8. T-Mobile: $350 million
In July 2022, mobile communications giant T-Mobile announced the terms of a settlement for a consolidated class action lawsuit following a data breach that occurred in early 2021, impacting an estimated 77 million people. The incident centered around “unauthorized access” to T-Mobile’s systems after a portion of customer data was listed for sale on a known cybercriminal forum. In an SEC filing, it was revealed that T-Mobile would pay an aggregate of $350 million to fund claims submitted by class members, the legal fees of plaintiffs’ counsel, and the costs of administering the settlement. The company would also commit to an aggregate incremental spend of $150 million for data security and related technology in 2022 and 2023.
“The company anticipates that, upon court approval, the settlement will provide a full release of all claims arising out of the cyberattack by class members, who do not opt out, against all defendants, including the company, its subsidiaries and affiliates, and its directors and officers,” the filing read. “The settlement contains no admission of liability, wrongdoing or responsibility by any of the defendants. Class members consist of all individuals whose personal information was compromised in the breach, subject to certain exceptions set forth in the agreement. The company believes that terms of the proposed settlement are in line with other settlements of similar types of claims,” it added.

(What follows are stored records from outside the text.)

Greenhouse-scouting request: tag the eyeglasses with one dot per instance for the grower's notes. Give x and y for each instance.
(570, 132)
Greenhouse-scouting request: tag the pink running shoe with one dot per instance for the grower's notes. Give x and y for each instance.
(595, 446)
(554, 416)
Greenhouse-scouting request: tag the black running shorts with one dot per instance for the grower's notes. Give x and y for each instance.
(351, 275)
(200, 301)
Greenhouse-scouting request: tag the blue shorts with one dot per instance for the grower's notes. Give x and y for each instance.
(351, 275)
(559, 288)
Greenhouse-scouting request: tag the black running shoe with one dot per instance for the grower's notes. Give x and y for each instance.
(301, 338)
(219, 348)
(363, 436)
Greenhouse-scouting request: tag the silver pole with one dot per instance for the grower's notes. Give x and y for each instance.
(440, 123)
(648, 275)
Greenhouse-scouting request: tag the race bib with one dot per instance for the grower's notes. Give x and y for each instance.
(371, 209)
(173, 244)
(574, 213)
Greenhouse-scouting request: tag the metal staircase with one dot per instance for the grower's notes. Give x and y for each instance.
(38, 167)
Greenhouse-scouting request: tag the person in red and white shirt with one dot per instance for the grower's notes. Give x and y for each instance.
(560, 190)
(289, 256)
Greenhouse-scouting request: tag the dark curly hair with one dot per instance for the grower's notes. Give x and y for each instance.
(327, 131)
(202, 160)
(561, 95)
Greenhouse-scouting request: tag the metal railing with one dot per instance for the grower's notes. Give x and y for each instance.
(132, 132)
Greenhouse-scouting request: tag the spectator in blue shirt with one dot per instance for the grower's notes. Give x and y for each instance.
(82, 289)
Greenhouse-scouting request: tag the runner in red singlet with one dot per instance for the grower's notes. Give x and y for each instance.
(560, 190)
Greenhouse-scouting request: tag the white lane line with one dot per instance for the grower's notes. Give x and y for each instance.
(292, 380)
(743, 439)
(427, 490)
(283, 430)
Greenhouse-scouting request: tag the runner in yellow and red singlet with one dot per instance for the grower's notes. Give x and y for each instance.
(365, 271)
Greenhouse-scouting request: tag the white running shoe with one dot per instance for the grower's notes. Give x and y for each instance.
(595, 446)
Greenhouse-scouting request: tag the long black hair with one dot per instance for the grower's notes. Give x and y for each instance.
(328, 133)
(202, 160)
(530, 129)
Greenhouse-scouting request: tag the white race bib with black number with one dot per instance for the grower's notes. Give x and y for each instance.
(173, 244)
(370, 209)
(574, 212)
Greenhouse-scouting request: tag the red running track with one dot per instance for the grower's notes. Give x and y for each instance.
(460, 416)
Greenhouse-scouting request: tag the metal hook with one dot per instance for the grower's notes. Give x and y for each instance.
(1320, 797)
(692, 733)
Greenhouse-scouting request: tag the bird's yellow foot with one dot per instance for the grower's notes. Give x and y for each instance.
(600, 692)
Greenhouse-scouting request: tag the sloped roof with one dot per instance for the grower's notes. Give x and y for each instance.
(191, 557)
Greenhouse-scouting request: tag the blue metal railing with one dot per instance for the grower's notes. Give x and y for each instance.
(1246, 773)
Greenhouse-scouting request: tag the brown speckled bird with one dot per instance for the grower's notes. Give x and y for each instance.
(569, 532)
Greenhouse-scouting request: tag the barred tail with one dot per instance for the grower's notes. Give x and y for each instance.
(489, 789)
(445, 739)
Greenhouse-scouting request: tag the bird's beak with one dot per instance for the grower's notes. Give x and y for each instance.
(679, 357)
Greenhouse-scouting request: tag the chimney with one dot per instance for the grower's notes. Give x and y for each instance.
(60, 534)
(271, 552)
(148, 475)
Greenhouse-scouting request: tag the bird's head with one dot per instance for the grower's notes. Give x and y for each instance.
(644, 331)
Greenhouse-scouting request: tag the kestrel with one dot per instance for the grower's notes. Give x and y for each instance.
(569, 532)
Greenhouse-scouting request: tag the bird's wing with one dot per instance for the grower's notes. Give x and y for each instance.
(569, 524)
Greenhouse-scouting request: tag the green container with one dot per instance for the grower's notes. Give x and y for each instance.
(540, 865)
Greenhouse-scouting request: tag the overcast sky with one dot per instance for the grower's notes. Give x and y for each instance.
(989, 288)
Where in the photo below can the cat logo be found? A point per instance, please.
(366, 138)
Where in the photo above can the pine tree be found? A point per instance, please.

In November 2022, the Ireland Data Protection Commission (DPC) fined Meta $277 million (€265 million) for the compromise of 500 million users’ personal information. The DPC started its inquiry on April 14, 2021, following reports of a collated data set of Facebook personal data that had been made available on the internet. The scope of the inquiry concerned an examination and assessment of Facebook Search, Facebook Messenger Contact Importer and Instagram Contact Importer tools in relation to processing carried out by Meta Platforms Ireland Limited (“MPIL”) during the period between May 25, 2018, and September 2019. “The material issues in this inquiry concerned questions of compliance with the GDPR obligation for Data Protection by Design and Default,” the DPC wrote. “The DPC examined the implementation of technical and organizational measures pursuant to Article 25 GDPR (which deals with this concept). There was a comprehensive inquiry process, including cooperation with all of the other data protection supervisory authorities within the EU. Those supervisory authorities agreed with the decision of the DPC.”